The Pleasure Principle

Even when Paris is bad, it’s never that bad. I noticed that even on my lowest days—when I feel like staying here has been a big mistake, that my life is one big joke and a series of unfortunate events—something keeps me going. Something unique to Paris. 

For a long time, it was difficult for me to articulate what that ‘Paris factor’ was. It isn’t necessarily satisfaction or joy—both feel too simple and overdone—it was deeper. It influences my feeling of satisfaction and heightens my joy—it’s pleasure. 

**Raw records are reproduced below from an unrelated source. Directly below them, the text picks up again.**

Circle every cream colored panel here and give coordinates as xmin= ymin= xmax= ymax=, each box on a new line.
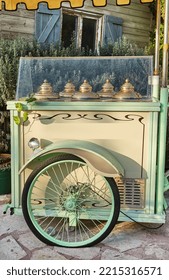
xmin=22 ymin=111 xmax=149 ymax=178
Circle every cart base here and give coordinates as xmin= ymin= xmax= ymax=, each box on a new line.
xmin=4 ymin=204 xmax=166 ymax=224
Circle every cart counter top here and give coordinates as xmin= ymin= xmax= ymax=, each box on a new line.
xmin=7 ymin=100 xmax=161 ymax=112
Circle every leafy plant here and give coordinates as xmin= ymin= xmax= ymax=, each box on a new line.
xmin=0 ymin=110 xmax=10 ymax=153
xmin=147 ymin=1 xmax=166 ymax=66
xmin=13 ymin=95 xmax=37 ymax=125
xmin=99 ymin=36 xmax=145 ymax=56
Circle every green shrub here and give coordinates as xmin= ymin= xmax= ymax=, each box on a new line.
xmin=0 ymin=36 xmax=146 ymax=108
xmin=100 ymin=37 xmax=145 ymax=56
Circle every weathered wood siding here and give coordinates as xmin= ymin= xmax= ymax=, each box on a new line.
xmin=81 ymin=0 xmax=153 ymax=46
xmin=0 ymin=4 xmax=35 ymax=39
xmin=0 ymin=1 xmax=153 ymax=46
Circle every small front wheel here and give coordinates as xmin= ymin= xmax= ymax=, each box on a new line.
xmin=22 ymin=154 xmax=120 ymax=247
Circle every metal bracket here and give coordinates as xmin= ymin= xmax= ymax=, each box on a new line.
xmin=148 ymin=75 xmax=160 ymax=86
xmin=3 ymin=204 xmax=14 ymax=215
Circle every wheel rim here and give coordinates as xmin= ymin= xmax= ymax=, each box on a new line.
xmin=26 ymin=159 xmax=117 ymax=247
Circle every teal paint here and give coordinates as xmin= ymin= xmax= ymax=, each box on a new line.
xmin=156 ymin=87 xmax=168 ymax=214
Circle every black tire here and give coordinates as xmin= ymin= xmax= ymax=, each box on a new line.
xmin=22 ymin=154 xmax=120 ymax=247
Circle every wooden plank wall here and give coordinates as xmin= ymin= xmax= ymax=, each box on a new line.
xmin=81 ymin=0 xmax=153 ymax=46
xmin=0 ymin=0 xmax=153 ymax=46
xmin=0 ymin=4 xmax=35 ymax=40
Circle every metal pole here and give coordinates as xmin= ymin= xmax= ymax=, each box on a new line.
xmin=156 ymin=0 xmax=169 ymax=214
xmin=154 ymin=0 xmax=161 ymax=75
xmin=162 ymin=0 xmax=169 ymax=87
xmin=153 ymin=0 xmax=161 ymax=99
xmin=156 ymin=87 xmax=168 ymax=214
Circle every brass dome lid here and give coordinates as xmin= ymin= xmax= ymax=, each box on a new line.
xmin=59 ymin=80 xmax=75 ymax=97
xmin=72 ymin=80 xmax=99 ymax=99
xmin=121 ymin=79 xmax=134 ymax=92
xmin=98 ymin=79 xmax=115 ymax=98
xmin=35 ymin=80 xmax=59 ymax=100
xmin=114 ymin=79 xmax=142 ymax=99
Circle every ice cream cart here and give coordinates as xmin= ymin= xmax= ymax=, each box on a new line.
xmin=4 ymin=0 xmax=169 ymax=248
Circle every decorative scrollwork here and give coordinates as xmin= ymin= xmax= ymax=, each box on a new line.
xmin=34 ymin=112 xmax=144 ymax=123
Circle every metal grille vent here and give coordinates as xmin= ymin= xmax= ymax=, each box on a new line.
xmin=115 ymin=178 xmax=145 ymax=209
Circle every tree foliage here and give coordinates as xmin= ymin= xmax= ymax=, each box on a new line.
xmin=148 ymin=1 xmax=165 ymax=57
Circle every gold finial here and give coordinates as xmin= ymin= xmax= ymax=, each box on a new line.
xmin=59 ymin=80 xmax=75 ymax=97
xmin=114 ymin=79 xmax=142 ymax=99
xmin=72 ymin=80 xmax=99 ymax=99
xmin=120 ymin=79 xmax=134 ymax=92
xmin=79 ymin=80 xmax=92 ymax=93
xmin=39 ymin=80 xmax=53 ymax=95
xmin=98 ymin=79 xmax=115 ymax=98
xmin=35 ymin=80 xmax=59 ymax=100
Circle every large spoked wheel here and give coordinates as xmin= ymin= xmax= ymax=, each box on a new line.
xmin=22 ymin=154 xmax=120 ymax=247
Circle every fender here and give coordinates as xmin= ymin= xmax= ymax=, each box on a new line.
xmin=19 ymin=140 xmax=124 ymax=177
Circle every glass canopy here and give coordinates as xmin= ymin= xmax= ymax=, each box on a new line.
xmin=16 ymin=56 xmax=153 ymax=100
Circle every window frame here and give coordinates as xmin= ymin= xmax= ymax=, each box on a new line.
xmin=62 ymin=8 xmax=103 ymax=52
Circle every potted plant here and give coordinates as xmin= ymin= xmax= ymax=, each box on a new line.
xmin=0 ymin=43 xmax=13 ymax=195
xmin=0 ymin=104 xmax=11 ymax=196
xmin=0 ymin=153 xmax=11 ymax=195
xmin=0 ymin=109 xmax=11 ymax=196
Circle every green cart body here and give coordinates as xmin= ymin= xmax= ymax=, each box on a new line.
xmin=5 ymin=53 xmax=169 ymax=247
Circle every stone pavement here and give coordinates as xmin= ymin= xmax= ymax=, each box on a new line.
xmin=1 ymin=194 xmax=169 ymax=260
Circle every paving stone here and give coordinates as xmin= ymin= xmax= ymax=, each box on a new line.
xmin=101 ymin=249 xmax=139 ymax=260
xmin=103 ymin=231 xmax=144 ymax=252
xmin=0 ymin=206 xmax=29 ymax=235
xmin=17 ymin=232 xmax=46 ymax=251
xmin=1 ymin=203 xmax=169 ymax=260
xmin=55 ymin=246 xmax=101 ymax=259
xmin=0 ymin=235 xmax=27 ymax=260
xmin=101 ymin=248 xmax=121 ymax=259
xmin=31 ymin=248 xmax=67 ymax=260
xmin=144 ymin=243 xmax=169 ymax=260
xmin=124 ymin=247 xmax=145 ymax=259
xmin=145 ymin=220 xmax=169 ymax=237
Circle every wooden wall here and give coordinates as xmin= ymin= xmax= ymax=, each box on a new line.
xmin=81 ymin=0 xmax=153 ymax=46
xmin=0 ymin=4 xmax=35 ymax=40
xmin=0 ymin=0 xmax=153 ymax=46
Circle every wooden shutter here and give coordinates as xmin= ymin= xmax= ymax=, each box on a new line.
xmin=35 ymin=4 xmax=61 ymax=44
xmin=103 ymin=15 xmax=123 ymax=45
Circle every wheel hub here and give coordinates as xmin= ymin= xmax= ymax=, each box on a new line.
xmin=64 ymin=197 xmax=77 ymax=211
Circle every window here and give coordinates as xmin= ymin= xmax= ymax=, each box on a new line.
xmin=61 ymin=10 xmax=102 ymax=52
xmin=35 ymin=4 xmax=123 ymax=49
xmin=61 ymin=13 xmax=78 ymax=48
xmin=81 ymin=18 xmax=96 ymax=51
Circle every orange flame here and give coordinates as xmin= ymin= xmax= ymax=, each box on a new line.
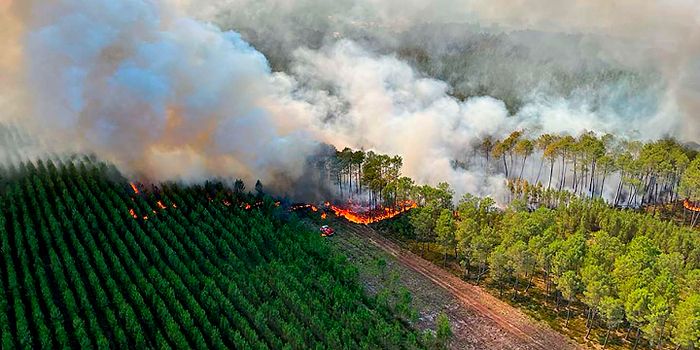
xmin=157 ymin=201 xmax=167 ymax=209
xmin=321 ymin=212 xmax=327 ymax=219
xmin=129 ymin=208 xmax=138 ymax=219
xmin=290 ymin=204 xmax=318 ymax=211
xmin=130 ymin=182 xmax=139 ymax=194
xmin=328 ymin=200 xmax=417 ymax=225
xmin=244 ymin=203 xmax=251 ymax=210
xmin=172 ymin=203 xmax=177 ymax=208
xmin=683 ymin=199 xmax=700 ymax=212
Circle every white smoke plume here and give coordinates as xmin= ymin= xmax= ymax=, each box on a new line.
xmin=1 ymin=0 xmax=697 ymax=201
xmin=191 ymin=0 xmax=698 ymax=139
xmin=4 ymin=0 xmax=319 ymax=185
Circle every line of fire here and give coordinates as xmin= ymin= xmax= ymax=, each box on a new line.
xmin=125 ymin=147 xmax=423 ymax=225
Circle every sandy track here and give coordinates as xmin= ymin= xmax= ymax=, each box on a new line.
xmin=337 ymin=222 xmax=582 ymax=350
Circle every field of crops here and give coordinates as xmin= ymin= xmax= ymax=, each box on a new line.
xmin=0 ymin=159 xmax=421 ymax=349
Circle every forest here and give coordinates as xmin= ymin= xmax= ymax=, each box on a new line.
xmin=391 ymin=192 xmax=699 ymax=349
xmin=316 ymin=132 xmax=700 ymax=349
xmin=320 ymin=131 xmax=700 ymax=227
xmin=0 ymin=158 xmax=424 ymax=349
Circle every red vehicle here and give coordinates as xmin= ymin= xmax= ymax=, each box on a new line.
xmin=320 ymin=225 xmax=335 ymax=237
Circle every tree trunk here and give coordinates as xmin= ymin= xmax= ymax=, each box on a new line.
xmin=585 ymin=309 xmax=596 ymax=339
xmin=536 ymin=156 xmax=545 ymax=184
xmin=632 ymin=327 xmax=641 ymax=350
xmin=548 ymin=160 xmax=554 ymax=190
xmin=565 ymin=300 xmax=572 ymax=327
xmin=559 ymin=156 xmax=566 ymax=191
xmin=519 ymin=155 xmax=528 ymax=181
xmin=572 ymin=157 xmax=577 ymax=192
xmin=503 ymin=155 xmax=509 ymax=178
xmin=524 ymin=275 xmax=533 ymax=294
xmin=589 ymin=160 xmax=596 ymax=197
xmin=625 ymin=325 xmax=633 ymax=340
xmin=585 ymin=307 xmax=592 ymax=329
xmin=603 ymin=328 xmax=611 ymax=348
xmin=585 ymin=324 xmax=592 ymax=340
xmin=600 ymin=170 xmax=608 ymax=199
xmin=614 ymin=173 xmax=624 ymax=206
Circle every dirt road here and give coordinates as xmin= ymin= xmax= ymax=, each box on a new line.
xmin=337 ymin=222 xmax=582 ymax=350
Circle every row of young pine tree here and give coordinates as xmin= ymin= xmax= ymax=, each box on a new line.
xmin=392 ymin=183 xmax=700 ymax=349
xmin=0 ymin=158 xmax=424 ymax=349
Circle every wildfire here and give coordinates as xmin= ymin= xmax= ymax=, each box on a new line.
xmin=290 ymin=204 xmax=318 ymax=211
xmin=321 ymin=212 xmax=327 ymax=219
xmin=129 ymin=208 xmax=138 ymax=219
xmin=157 ymin=201 xmax=167 ymax=209
xmin=683 ymin=199 xmax=700 ymax=212
xmin=328 ymin=200 xmax=417 ymax=225
xmin=129 ymin=182 xmax=139 ymax=194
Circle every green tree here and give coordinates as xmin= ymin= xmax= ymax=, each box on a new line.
xmin=557 ymin=271 xmax=582 ymax=327
xmin=435 ymin=312 xmax=452 ymax=349
xmin=599 ymin=297 xmax=625 ymax=348
xmin=625 ymin=288 xmax=653 ymax=350
xmin=514 ymin=138 xmax=534 ymax=181
xmin=410 ymin=205 xmax=438 ymax=257
xmin=671 ymin=293 xmax=700 ymax=350
xmin=436 ymin=209 xmax=456 ymax=266
xmin=680 ymin=157 xmax=700 ymax=227
xmin=489 ymin=245 xmax=512 ymax=296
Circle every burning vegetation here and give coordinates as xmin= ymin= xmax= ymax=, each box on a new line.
xmin=683 ymin=199 xmax=700 ymax=212
xmin=327 ymin=200 xmax=417 ymax=224
xmin=290 ymin=200 xmax=418 ymax=225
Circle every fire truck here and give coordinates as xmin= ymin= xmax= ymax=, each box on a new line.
xmin=320 ymin=225 xmax=335 ymax=237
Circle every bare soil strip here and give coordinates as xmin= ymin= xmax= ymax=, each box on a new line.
xmin=337 ymin=222 xmax=583 ymax=350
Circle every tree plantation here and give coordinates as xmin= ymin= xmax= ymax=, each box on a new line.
xmin=0 ymin=159 xmax=423 ymax=349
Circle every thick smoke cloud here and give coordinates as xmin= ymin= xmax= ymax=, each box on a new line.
xmin=1 ymin=0 xmax=697 ymax=202
xmin=10 ymin=0 xmax=318 ymax=185
xmin=192 ymin=0 xmax=698 ymax=139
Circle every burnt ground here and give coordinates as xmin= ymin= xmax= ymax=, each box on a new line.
xmin=328 ymin=220 xmax=584 ymax=350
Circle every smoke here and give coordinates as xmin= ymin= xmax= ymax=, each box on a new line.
xmin=5 ymin=0 xmax=321 ymax=187
xmin=1 ymin=0 xmax=697 ymax=201
xmin=194 ymin=0 xmax=697 ymax=139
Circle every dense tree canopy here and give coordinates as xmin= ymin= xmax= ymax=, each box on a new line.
xmin=0 ymin=159 xmax=423 ymax=349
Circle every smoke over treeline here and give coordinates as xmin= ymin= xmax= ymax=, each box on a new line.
xmin=0 ymin=0 xmax=697 ymax=200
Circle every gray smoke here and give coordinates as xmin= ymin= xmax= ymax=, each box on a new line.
xmin=1 ymin=0 xmax=697 ymax=202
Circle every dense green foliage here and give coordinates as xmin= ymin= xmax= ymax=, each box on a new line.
xmin=405 ymin=188 xmax=700 ymax=349
xmin=0 ymin=159 xmax=421 ymax=349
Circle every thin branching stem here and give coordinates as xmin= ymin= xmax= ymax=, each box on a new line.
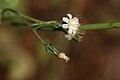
xmin=2 ymin=8 xmax=120 ymax=31
xmin=80 ymin=22 xmax=120 ymax=30
xmin=21 ymin=14 xmax=44 ymax=23
xmin=1 ymin=8 xmax=43 ymax=23
xmin=32 ymin=29 xmax=47 ymax=45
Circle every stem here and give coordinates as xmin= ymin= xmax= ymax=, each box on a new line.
xmin=80 ymin=22 xmax=120 ymax=30
xmin=21 ymin=14 xmax=44 ymax=23
xmin=2 ymin=8 xmax=120 ymax=31
xmin=32 ymin=29 xmax=47 ymax=45
xmin=1 ymin=8 xmax=43 ymax=23
xmin=30 ymin=22 xmax=120 ymax=31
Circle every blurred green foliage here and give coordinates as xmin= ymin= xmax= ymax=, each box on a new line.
xmin=0 ymin=0 xmax=20 ymax=9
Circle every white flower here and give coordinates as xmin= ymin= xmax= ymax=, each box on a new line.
xmin=62 ymin=14 xmax=80 ymax=35
xmin=62 ymin=14 xmax=85 ymax=41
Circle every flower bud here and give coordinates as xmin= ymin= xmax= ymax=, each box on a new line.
xmin=45 ymin=44 xmax=70 ymax=62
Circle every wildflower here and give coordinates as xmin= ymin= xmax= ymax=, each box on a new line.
xmin=62 ymin=14 xmax=80 ymax=35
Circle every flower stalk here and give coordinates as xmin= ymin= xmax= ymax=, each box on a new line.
xmin=2 ymin=8 xmax=120 ymax=31
xmin=32 ymin=29 xmax=47 ymax=45
xmin=32 ymin=29 xmax=70 ymax=62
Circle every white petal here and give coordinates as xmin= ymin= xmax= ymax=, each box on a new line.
xmin=68 ymin=29 xmax=73 ymax=34
xmin=67 ymin=14 xmax=72 ymax=20
xmin=62 ymin=17 xmax=69 ymax=23
xmin=62 ymin=24 xmax=69 ymax=29
xmin=68 ymin=24 xmax=78 ymax=30
xmin=69 ymin=24 xmax=79 ymax=31
xmin=71 ymin=17 xmax=79 ymax=24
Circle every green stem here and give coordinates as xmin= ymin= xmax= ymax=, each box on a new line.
xmin=21 ymin=14 xmax=44 ymax=23
xmin=80 ymin=22 xmax=120 ymax=30
xmin=32 ymin=29 xmax=47 ymax=45
xmin=2 ymin=8 xmax=120 ymax=31
xmin=1 ymin=8 xmax=43 ymax=23
xmin=30 ymin=22 xmax=120 ymax=31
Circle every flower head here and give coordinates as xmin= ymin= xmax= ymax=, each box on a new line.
xmin=62 ymin=14 xmax=85 ymax=41
xmin=62 ymin=14 xmax=80 ymax=35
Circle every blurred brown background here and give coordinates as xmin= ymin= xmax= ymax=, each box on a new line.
xmin=1 ymin=0 xmax=120 ymax=80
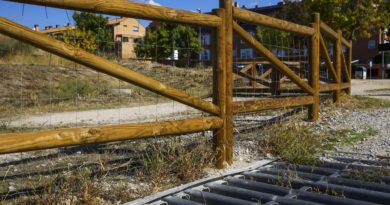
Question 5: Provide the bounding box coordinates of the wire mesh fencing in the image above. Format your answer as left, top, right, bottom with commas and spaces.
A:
232, 23, 313, 132
0, 21, 216, 204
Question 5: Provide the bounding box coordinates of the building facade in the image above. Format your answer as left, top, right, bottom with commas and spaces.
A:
196, 3, 284, 65
353, 28, 389, 78
107, 18, 146, 59
36, 17, 145, 59
197, 2, 389, 78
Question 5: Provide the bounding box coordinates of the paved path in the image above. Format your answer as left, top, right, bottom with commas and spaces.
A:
352, 79, 390, 100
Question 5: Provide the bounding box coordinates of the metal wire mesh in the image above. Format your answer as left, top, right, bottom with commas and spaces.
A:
0, 15, 215, 203
232, 22, 312, 131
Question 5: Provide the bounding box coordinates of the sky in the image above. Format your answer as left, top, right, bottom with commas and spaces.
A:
0, 0, 281, 29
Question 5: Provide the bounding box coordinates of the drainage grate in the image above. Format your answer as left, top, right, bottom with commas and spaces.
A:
129, 160, 390, 205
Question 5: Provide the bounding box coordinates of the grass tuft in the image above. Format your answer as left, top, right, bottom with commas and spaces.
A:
138, 138, 214, 191
338, 94, 390, 109
258, 121, 326, 165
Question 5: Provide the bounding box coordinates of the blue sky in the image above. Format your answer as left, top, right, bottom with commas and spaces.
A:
0, 0, 281, 28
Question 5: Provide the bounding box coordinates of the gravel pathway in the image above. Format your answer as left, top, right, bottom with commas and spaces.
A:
319, 107, 390, 161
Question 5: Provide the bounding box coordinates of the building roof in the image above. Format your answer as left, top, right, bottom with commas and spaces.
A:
107, 17, 143, 27
39, 17, 144, 34
39, 26, 75, 34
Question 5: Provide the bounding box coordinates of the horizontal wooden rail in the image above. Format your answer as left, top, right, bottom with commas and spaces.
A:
319, 83, 338, 92
319, 83, 350, 92
5, 0, 222, 28
234, 69, 271, 87
233, 22, 315, 95
320, 22, 351, 47
0, 117, 223, 154
233, 96, 314, 114
233, 7, 315, 36
320, 22, 338, 40
0, 17, 220, 115
319, 34, 339, 83
341, 37, 352, 48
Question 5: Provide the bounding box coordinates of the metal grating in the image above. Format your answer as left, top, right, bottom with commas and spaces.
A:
131, 160, 390, 205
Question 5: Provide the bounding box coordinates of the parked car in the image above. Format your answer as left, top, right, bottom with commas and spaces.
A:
352, 65, 367, 79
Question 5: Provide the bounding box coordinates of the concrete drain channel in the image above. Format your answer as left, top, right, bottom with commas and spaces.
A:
126, 160, 390, 205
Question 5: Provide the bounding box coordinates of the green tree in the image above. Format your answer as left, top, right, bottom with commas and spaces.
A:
278, 0, 390, 40
71, 12, 113, 52
135, 23, 202, 67
255, 26, 292, 48
63, 29, 97, 52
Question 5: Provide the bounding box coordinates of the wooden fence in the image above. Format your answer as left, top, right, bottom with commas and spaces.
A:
0, 0, 352, 168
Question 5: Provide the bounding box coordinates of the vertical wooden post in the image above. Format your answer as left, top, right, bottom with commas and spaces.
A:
212, 9, 227, 169
220, 0, 234, 165
333, 30, 342, 103
309, 13, 320, 121
270, 68, 281, 96
347, 40, 353, 95
251, 63, 257, 88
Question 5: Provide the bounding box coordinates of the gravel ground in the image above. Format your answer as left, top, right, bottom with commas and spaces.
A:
319, 107, 390, 161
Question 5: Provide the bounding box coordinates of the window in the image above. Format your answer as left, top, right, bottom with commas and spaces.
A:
133, 26, 139, 32
122, 37, 129, 43
201, 49, 211, 60
240, 48, 253, 59
368, 40, 376, 49
233, 49, 237, 58
201, 34, 210, 45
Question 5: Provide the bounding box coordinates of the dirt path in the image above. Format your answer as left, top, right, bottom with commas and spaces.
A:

Pleasure is an art form and way of life that the French have perfected and I have wholeheartedly adopted. I find that the French, the Parisians, seek out and expect life’s simple pleasures in everything that they do. Whether it’s a meal, wine, clothes, or a lover it should donner envie meaning it should give one desire to partake in whatever activity, or thing, that is placed in front of them. 

Initially, accepting and expecting pleasure as my human right was difficult because I was sure that sitting at a café for hours nursing one cup of coffee wouldn’t make me feel good. I needed to be busy, active, completing or removing long overdue items from my to-do list. 

That didn’t last very long. 

Now, I’m a proud pleasure hedonist. I enjoy my alone time. I indulge in food that sends tingles down my spine and makes my taste buds dance. I only give potential lovers a fraction of attention if I know that whatever they’re offering comes with care and attention. I am embracing my body and curves in ways that I never have before. 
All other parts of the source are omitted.